Democratic leaders seek to dismiss redistricting lawsuits
By Jerry Nowicki Capitol News Illinois — July 20, 2021SPRINGFIELD – Lawyers for Illinois’ Democratic legislative leaders last week filed a motion to dismiss a lawsuit from Republicans and a Mexican American advocacy group regarding newly drawn legislative maps, calling the challenge “purely speculative” until full U.S. Census data is released.
The motion, filed Friday, was an expected move following a Wednesday, July 14, status hearing for two consolidated lawsuits filed by Republican legislative leaders Sen. Dan McConchie, R-Hawthorn Woods, and Rep. Jim Durkin, R-Western Springs, as well as the Mexican American Legal Defense and Educational Fund, or MALDEF.
Both suits name the Illinois State Board of Elections and its individual members as well as Illinois House Speaker Emanuel “Chris” Welch and Senate President Don Harmon as defendants.
The lawsuits focus on whether American Community Survey data, rather than full census data, is a permissible source for drawing legislative district lines.
Every 10 years after the census, the Illinois General Assembly has the first crack at redrawing the lines of Illinois’ 59 Senate and 118 House districts, and they face a June 30 deadline set by the Illinois Constitution after which the process is handed to an eight-person commission made up of four members from each party.
If that group fails to approve maps by Aug. 10, a ninth member, who could come from either party, would be randomly chosen and added to the commission to give one party a single-vote advantage.
This year, the supermajority Democrats in the General Assembly passed new redistricting maps by the end of the regular session in May and Gov. J.B. Pritzker signed them into law on June 4.
But full census data wasn’t available at the time and still won’t be released until Aug. 16, so lawmakers used data from the Census Bureau’s American Community Survey and other private sources to draw the maps.
MALDEF and the Republican leaders argued in their court documents that the use of American Community Survey data represents an incomplete count and therefore violates the “one person, one vote” principle under the equal protection clause of the U.S. Constitution.
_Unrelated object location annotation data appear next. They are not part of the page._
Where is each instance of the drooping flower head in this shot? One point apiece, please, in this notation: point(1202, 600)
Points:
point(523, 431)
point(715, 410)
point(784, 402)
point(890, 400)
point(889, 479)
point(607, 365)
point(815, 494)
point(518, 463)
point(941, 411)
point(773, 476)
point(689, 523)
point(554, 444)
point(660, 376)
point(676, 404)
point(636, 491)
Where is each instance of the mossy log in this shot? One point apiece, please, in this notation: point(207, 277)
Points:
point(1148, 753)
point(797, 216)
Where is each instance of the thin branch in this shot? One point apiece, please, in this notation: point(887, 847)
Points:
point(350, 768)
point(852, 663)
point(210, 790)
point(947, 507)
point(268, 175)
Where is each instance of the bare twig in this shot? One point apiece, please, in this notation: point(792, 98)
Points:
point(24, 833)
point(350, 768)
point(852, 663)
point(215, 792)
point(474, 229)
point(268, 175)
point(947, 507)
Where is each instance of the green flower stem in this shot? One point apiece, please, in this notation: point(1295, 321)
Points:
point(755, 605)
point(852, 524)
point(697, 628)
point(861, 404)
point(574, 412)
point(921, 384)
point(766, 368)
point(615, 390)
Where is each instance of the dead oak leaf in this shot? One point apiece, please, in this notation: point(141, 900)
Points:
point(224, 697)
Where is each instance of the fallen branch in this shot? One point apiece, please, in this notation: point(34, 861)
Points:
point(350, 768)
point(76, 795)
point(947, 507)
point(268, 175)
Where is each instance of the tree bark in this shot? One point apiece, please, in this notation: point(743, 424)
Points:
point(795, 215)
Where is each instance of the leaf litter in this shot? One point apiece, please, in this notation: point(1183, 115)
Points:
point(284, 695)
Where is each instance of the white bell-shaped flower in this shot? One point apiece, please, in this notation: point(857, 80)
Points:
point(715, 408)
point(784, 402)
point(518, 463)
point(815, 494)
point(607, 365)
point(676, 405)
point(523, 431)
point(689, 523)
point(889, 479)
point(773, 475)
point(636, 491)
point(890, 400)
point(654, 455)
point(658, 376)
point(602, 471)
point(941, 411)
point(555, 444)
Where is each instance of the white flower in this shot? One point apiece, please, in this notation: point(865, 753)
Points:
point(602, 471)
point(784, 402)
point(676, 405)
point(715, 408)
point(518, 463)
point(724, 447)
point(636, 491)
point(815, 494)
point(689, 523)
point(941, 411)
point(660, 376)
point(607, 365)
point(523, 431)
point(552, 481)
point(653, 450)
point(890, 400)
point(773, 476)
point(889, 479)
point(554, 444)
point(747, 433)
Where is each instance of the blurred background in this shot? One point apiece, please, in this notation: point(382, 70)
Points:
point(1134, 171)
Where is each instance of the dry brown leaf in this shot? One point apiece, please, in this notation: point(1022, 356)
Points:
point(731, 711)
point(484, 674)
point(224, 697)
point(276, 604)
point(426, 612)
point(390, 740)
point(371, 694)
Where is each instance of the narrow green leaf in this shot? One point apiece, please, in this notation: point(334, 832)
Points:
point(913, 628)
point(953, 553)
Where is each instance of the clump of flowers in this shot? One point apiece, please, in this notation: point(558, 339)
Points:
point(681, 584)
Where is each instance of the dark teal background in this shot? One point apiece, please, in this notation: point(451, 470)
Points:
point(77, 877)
The Republican leaders have asked the court to either force Welch and Harmon to appoint a bipartisan commission to oversee redistricting, or appoint a special party to draw the maps themselves. At last week’s status hearing, lawyers for the Democratic leaders argued that would be an extreme remedy in which federal judges are intervening in matters of state law.
MALDEF requested a judge block the new maps from taking effect in any future elections.
But lawyers for the Democratic leaders — which include Michael Kasper, a longtime Democratic redistricting operative and ally to former House Speaker Michael Madigan — argued in the dismissal motion “there is no way to measure the validity of Plaintiffs’ equal protection allegations until the Census Bureau issues the 2020 census data.”
The lawyers for the Democratic leaders focused on the state constitution in other aspects of their motion to dismiss as well, arguing, “Nothing in the U.S. Constitution or Illinois’ Constitution or statutes mandates only the use of final census numbers in redistricting.”
“Plaintiffs do not suggest that the General Assembly should have used a different data set —plaintiffs only suggest that the General Assembly, led by defendants Welch and Harmon, should have done nothing and simply ignored the directives of the state constitution,” the lawyers wrote. “The federal constitution does not require such inaction on the part of state officials.”
Welch and Harmon’s lawyers also argued that the claims against them lack standing because the plaintiffs make no specific claims that the districts in which they reside are negatively impacted by the use of ACS data.
“They have not alleged — nor can they allege— that their personal voting strength is diluted by the current redistricting plan,” they wrote in the court document. “They have not alleged, for example, that their votes are diluted by overpopulation in their districts when compared to the voting power of those residing in less populated districts.”
The state elections board, which is represented by Illinois Attorney General Kwame Raoul’s office, also filed a motion to dismiss the suit Friday, claiming immunity in the case via the 11th Amendment to the U.S. Constitution and echoing claims that the plaintiffs have not demonstrated injury in the case.
The case is before a three-judge federal panel, which has a tentative trial date set for Sept. 27-29.
But there is also another status hearing scheduled for Aug. 24 — or just over a week after full census numbers will be made available. In an order scheduling that hearing, the court acknowledged that planned expert testimony is likely to “be affected (perhaps substantially) by information that will not be available until the census numbers come out.”
At the virtual August hearing, the parties are scheduled to discuss “the effect, if any, of the release of the census data on the complexity of the case and the presentation of evidence, either on a paper record or a trial,” as well as the logistics of the trial and dates for additional status hearings.